All versions of the updated time points:
====================================================================================================

DataFrame shape: (9, 5)

Columns: ['temperature', 'changed_by', 'change_time', 'tags', 'annotation']

Index type: <class 'pandas.core.indexes.multi.MultiIndex'>
Index levels: ['valid_time', 'value_id']

====================================================================================================
[11]:
series_key temperature changed_by change_time tags annotation
valid_time value_id
2025-01-01 01:00:00+00:00 2 21.22 None 2025-12-31 18:02:49.216106+00:00 None None
2025-01-01 02:00:00+00:00 3 22.82 None 2025-12-31 18:02:49.216106+00:00 None None
25 24.5 analyst@example.com 2025-12-31 18:02:55.195082+00:00 [corrected, reviewed] Manual correction: sensor reading was anomalous
26 26.5 batch_processor@example.com 2025-12-31 18:05:03.277187+00:00 [batch_corrected, reviewed] Batch correction: adjusted temperature by +2.0°C
2025-01-01 03:00:00+00:00 4 24.3 None 2025-12-31 18:02:49.216106+00:00 None None
27 26.3 batch_processor@example.com 2025-12-31 18:05:03.277187+00:00 [batch_corrected, reviewed] Batch correction: adjusted temperature by +2.0°C
2025-01-01 04:00:00+00:00 5 24.21 None 2025-12-31 18:02:49.216106+00:00 None None
28 26.21 batch_processor@example.com 2025-12-31 18:05:03.277187+00:00 [batch_corrected, reviewed] Batch correction: adjusted temperature by +2.0°C
2025-01-01 05:00:00+00:00 6 24.71 None 2025-12-31 18:02:49.216106+00:00 None None

Summary

This notebook demonstrated:

  1. Creating and inserting a time series: Using td.insert_batch() to create and store initial time series data

  2. Reading and visualizing time series: Using td.read() with return_value_id=True to retrieve data and get value_ids for later updates

  3. Updating time series: Using td.update_records() with dictionary inputs to manually change:

    • Values: Correcting erroneous data points

    • Tags: Adding quality flags (e.g., “reviewed”, “corrected”)

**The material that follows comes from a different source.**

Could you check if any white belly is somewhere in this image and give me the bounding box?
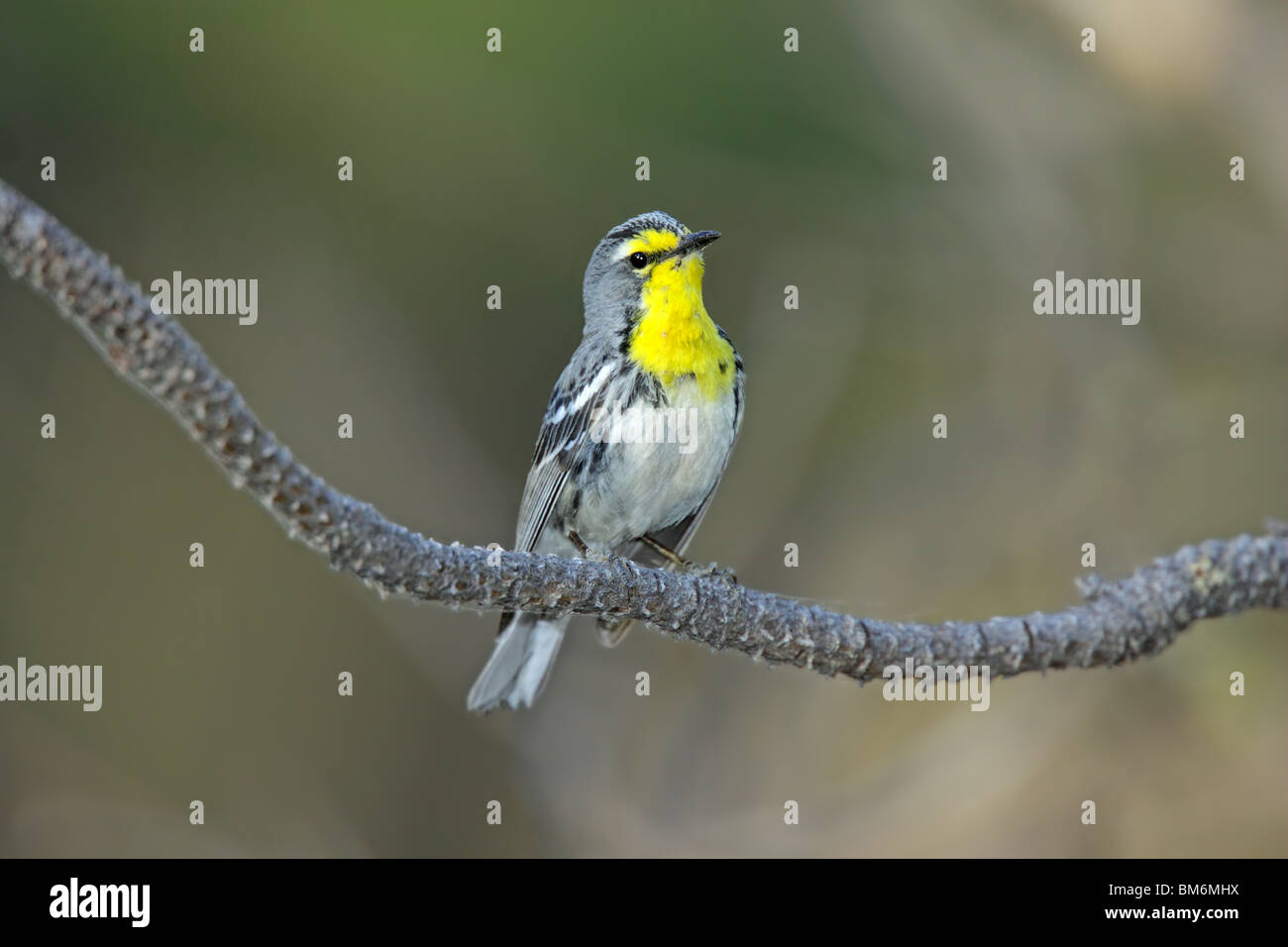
[574,378,735,549]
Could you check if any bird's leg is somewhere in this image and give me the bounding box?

    • Annotations: Adding explanatory notes about the changes

  4. Reading all versions: Using all_versions=True flag to retrieve both current and historical versions of the data, including:

    • changed_by: Who made the change

    • change_time: When the change was made

    • tags and annotation: When tags_and_annotations=True

  5. Visualizing changes: Plotting original vs updated versions to see the differences

  6. Batch updates and version history: Updating multiple values and viewing complete version history with all metadata columns

Key Takeaways:

  • TimeDB maintains a complete version history of all changes

  • Each update creates a new version while preserving the old version

  • The all_versions=True flag allows you to access the full audit trail with changed_by and change_time columns

  • The tags_and_annotations=True flag includes tags and annotations as DataFrame columns

  • When all_versions=True and return_value_id=True, the DataFrame uses a MultiIndex (valid_time, value_id) to preserve multiple versions

  • Updates can modify values, annotations, and tags independently or together

  • The is_current flag indicates which version is the active one

  • All versions are preserved for compliance, auditing, and historical analysis

  • Using value_id makes updates simple - no need for run_id, tenant_id, etc.